Axioms (Jun 2024)
A Hybrid Method for Solving the One-Dimensional Wave Equation of Tapered Sucker-Rod Strings
Abstract
Simulating surface conditions by solving the wave equation of a sucker-rod string is the theoretical basis of a sucker-rod pumping system. To overcome the shortcomings of the conventional finite difference method and analytical solution, this work describes a novel hybrid method that combines the analytical solution with the finite difference method. In this method, an analytical solution of the tapered rod wave equation with a recursive matrix form based on the Fourier series is proposed, a unified pumping condition model is established, a modified finite difference method is given, a hybrid strategy is established, and a convergence calculation method is proposed. Based on two different types of oil wells, the analytical solutions are verified by comparing different methods. The hybrid method is verified by using the finite difference method simulated data and measured oil data. The pumping speed sensitivity and convergence of the hybrid method are studied.
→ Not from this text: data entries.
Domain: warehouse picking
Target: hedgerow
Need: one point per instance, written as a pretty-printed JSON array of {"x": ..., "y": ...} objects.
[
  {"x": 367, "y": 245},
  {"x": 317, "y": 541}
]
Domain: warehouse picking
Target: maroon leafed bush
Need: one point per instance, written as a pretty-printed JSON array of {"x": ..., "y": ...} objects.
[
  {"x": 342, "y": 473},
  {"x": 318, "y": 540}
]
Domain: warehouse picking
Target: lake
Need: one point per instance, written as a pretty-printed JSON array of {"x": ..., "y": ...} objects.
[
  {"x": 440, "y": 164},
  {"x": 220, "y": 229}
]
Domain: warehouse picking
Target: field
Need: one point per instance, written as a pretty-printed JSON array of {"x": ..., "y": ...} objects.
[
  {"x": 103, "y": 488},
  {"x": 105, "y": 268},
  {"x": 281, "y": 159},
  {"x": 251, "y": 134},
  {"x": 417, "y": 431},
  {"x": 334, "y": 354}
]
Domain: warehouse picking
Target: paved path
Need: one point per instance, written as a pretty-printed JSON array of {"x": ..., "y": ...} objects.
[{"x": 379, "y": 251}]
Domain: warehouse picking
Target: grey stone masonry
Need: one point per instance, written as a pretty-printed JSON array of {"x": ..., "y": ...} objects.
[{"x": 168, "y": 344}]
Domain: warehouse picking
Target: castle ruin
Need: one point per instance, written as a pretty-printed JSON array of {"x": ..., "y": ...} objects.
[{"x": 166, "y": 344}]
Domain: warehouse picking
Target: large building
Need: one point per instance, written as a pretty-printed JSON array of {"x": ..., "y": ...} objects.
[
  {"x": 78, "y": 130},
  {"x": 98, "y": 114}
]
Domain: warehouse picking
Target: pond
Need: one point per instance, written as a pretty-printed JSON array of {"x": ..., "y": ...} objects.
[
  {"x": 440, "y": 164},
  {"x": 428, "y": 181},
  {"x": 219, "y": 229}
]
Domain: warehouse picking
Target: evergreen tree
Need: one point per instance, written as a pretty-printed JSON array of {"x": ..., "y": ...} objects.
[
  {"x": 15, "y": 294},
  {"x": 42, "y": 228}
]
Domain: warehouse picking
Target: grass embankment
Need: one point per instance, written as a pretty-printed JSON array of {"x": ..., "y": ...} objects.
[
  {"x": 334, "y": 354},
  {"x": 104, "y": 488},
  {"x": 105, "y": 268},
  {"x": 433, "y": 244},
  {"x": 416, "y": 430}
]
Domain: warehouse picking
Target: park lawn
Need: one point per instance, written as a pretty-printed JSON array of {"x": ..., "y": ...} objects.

The results show that the proposed analytical solution has high accuracy, with a maximum relative error relative to that of the classical finite difference method of 0.062%. The proposed hybrid method has a high simulation accuracy, with a maximum relative area error relative to that of the finite difference method of 0.09% and a maximum relative area error relative to measured data of 1.89%. Even at higher pumping speeds, the hybrid method still has accuracy. The hybrid method in this paper is convergent. The introduction of the finite difference method allows the hybrid method to more easily converge. The novelty of this work is that it combines the advantages of the finite difference method and the analytical solution, and it provides a convergence calculation method to provide guidance for its application. The hybrid method presented in this paper provides an alternative scheme for predicting the behavior of sucker-rod pumping systems and a new approach for solving wave equations with complex boundary conditions.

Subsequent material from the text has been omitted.